Seit 2009 arbeitet die junge Frau aus Reinsfeld als Maschinen- und Anlagenführerin bei JTI. Ihre Ausbildung hat sie im Juni abgeschlossen - als bundesweit Beste ihres Jahrgangs. Sie zählt zu den 227 jungen Menschen, die Mitte Dezember von der Industrie- und Handelskammer (IHK) als Beste in ihrem Beruf geehrt wurden. Aus dem Bezirk der IHK Trier wurde neben Webel auch der Drucker Christian Walke aus Traben-Trarbach (siehe Extra) ausgezeichnet.
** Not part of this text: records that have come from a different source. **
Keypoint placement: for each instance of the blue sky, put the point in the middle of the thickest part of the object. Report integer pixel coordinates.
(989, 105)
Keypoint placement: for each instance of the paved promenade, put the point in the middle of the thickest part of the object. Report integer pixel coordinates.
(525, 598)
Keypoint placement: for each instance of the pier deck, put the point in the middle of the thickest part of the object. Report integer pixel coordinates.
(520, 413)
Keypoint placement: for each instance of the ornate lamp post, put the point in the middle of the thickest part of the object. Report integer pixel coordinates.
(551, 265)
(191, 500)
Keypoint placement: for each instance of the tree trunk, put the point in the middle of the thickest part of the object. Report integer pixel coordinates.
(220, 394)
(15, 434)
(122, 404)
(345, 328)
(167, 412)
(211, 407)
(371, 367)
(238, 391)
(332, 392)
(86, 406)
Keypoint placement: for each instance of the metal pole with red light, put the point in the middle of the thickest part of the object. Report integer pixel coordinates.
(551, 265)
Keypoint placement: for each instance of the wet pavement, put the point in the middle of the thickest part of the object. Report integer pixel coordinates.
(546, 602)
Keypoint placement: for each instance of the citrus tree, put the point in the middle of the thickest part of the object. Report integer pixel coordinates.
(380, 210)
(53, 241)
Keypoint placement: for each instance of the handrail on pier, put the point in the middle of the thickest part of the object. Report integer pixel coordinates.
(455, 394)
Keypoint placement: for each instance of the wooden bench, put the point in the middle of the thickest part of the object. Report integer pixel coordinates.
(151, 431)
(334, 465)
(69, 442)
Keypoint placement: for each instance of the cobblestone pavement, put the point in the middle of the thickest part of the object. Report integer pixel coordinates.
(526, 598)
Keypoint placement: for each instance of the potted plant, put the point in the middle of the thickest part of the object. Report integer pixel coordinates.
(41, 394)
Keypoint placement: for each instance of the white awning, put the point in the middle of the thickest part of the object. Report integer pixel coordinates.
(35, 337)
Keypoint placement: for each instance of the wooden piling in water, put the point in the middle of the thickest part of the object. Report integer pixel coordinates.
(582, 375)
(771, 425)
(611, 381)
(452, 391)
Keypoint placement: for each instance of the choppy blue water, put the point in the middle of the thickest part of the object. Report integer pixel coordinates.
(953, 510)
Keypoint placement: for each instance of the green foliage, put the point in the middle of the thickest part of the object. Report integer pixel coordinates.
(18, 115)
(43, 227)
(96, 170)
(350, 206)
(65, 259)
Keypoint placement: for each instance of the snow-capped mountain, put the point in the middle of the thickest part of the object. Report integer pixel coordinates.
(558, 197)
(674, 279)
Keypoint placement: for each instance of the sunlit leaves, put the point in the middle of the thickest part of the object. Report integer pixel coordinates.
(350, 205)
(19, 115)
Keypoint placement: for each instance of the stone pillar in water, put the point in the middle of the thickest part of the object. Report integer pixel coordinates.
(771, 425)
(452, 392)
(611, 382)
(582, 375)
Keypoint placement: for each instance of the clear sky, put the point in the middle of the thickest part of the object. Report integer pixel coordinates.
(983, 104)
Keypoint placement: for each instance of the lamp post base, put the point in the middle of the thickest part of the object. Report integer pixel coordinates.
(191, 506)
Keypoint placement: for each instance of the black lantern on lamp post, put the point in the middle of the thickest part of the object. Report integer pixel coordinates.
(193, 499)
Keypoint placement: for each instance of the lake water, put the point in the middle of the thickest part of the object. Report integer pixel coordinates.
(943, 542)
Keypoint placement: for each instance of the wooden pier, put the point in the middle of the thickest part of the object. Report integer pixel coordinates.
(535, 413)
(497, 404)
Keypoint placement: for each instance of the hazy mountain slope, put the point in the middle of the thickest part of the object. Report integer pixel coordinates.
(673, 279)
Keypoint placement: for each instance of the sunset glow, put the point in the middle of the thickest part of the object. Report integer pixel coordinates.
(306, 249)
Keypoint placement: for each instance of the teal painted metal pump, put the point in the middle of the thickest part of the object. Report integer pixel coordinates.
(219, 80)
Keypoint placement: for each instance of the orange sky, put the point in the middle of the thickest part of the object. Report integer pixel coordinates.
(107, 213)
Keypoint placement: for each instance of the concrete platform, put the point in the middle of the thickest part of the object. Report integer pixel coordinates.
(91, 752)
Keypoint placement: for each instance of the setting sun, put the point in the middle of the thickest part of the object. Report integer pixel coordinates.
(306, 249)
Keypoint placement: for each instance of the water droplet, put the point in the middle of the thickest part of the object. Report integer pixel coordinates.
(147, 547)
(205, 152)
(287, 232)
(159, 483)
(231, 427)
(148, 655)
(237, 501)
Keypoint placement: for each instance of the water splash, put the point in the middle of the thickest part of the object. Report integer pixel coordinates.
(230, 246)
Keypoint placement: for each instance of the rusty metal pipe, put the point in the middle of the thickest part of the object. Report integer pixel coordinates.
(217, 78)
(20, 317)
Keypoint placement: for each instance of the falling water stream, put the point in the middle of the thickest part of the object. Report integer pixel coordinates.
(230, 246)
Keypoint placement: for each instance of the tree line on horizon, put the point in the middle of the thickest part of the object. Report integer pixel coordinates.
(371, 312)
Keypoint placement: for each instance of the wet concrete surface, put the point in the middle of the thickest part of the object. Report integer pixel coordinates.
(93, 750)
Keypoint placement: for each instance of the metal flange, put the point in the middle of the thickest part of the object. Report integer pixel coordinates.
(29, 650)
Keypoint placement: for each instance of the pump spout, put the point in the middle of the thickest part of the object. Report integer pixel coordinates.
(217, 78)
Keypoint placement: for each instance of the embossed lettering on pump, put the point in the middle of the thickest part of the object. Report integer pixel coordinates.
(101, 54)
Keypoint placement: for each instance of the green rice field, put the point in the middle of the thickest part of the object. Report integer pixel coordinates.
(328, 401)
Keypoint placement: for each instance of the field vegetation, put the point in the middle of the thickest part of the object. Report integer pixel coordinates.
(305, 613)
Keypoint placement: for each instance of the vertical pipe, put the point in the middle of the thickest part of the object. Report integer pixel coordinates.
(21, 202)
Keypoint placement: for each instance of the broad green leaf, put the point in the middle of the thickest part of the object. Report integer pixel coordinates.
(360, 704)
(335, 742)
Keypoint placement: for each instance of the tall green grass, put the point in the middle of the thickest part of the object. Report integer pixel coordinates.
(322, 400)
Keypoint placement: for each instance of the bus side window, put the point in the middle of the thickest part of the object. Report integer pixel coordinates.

Ihr Interesse für alles Technische verdankt die 21-Jährige ihrem Vater, einem LKW-Mechaniker. Mit ihm hat sie "oft an Autos geschraubt, was großen Spaß gemacht hat". Die Ausbildung bei JTI war "genau das Richtige" für Webel. Zwei Jahre lang hat sie gelernt, die verschiedenen Produktionsanlagen im Werk eigenständig zu bedienen, zu warten, zu verstehen. Die nötige Theorie hat sie in der Berufsschule gepaukt. Mit Erfolg - 98 von 100 Punkten in der Abschlussprüfung. "Für mich ist das ein Riesenerfolg", sagt die einzige weibliche Auszubildende ihres Jahrgangs. Die Ehrung in Berlin habe sie wegen eines Arzttermins verpasst, aber Pokal und Urkunde würden ihr zugeschickt. JTI ist stolz auf Webels Leistung: "Denise hat nicht nur für sich gelernt", sagt Personalmanagerin Christine Malorny. "Sie hat auch die anderen motiviert. Der ganze Jahrgang war sehr gut."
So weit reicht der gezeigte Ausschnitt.